January 11th, 2017 by Doree

Ed’s Kort Haus at 6732 Greenwood Ave. N. will close after this Sunday as the developer who owns the property gets ready to demolish the building and replace it with an apartment building.

Ed Warrington has been in business for 36 years. He tells me the developer was “kicking out” his bar, and that he has until the end of the month to clear out of the space.

The neighboring The Goat on Greenwood (which replaced the Stumbling Goat restaurant, but with the same owner, several months ago) told me they “have at least 8 months before anything changes.”

Developer Kelten Johnson did not immediately respond to a request for comment. When the proposed development was first announced in July 2015, Johnson told me that both Ed’s Kort Haus and Stumbling Goat would be offered space in the new building.

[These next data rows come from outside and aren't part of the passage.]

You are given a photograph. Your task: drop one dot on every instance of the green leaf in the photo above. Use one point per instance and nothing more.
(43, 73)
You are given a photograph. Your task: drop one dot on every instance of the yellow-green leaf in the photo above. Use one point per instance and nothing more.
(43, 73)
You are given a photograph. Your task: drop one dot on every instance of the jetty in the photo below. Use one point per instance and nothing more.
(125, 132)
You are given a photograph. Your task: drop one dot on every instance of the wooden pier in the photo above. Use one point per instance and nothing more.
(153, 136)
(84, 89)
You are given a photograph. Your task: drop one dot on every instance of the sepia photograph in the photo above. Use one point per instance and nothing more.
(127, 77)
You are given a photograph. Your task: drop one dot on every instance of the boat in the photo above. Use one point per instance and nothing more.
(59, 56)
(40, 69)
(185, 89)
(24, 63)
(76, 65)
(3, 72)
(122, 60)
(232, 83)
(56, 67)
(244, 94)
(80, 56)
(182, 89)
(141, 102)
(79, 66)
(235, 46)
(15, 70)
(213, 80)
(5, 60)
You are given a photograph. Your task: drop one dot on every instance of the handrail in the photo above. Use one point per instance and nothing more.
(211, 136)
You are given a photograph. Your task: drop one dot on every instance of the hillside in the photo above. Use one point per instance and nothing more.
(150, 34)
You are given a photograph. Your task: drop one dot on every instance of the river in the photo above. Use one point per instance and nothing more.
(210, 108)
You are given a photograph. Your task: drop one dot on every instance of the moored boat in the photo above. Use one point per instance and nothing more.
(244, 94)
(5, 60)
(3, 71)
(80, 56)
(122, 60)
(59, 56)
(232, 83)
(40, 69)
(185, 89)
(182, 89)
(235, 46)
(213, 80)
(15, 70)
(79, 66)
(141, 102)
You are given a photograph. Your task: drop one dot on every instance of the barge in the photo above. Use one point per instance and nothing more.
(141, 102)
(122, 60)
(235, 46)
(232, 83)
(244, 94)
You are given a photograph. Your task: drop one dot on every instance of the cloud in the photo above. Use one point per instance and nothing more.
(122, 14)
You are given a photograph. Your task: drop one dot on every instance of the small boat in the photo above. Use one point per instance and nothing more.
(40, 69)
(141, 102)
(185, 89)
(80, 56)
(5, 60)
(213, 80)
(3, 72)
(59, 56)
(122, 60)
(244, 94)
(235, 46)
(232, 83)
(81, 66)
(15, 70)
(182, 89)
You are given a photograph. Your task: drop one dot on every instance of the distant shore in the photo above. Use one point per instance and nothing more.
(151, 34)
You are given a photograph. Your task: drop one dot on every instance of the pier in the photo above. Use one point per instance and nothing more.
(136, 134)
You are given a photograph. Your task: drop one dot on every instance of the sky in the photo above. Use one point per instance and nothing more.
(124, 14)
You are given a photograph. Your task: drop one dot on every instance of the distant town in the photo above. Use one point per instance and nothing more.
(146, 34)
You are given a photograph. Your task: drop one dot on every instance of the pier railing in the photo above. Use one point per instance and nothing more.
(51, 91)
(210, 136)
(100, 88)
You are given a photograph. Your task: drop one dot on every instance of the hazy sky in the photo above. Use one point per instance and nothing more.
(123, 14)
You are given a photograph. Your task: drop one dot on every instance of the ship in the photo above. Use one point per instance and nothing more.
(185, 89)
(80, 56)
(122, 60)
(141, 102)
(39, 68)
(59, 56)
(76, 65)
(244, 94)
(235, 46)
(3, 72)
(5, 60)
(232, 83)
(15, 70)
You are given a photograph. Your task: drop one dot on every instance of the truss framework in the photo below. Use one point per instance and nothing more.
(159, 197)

The new development, with an address of 6726 Greenwood Ave. N., is proposed to be a four-story building with 55 apartment units, two live-work units, and retail space on the ground floor, with no parking.

The Department of Construction & Inspections has conditionally granted design review and granted a determination of non-significance (with conditions) on environmental impact.

The environmental conditions relate to hours of noisy construction activities and developing a plan to reduce noise impacts. The design review conditions include finalizing exterior lighting, a landscape irrigation plan, arranging solid waste removal services inside the building and not in the public right-of-way, and professional artwork at the building’s residential entry.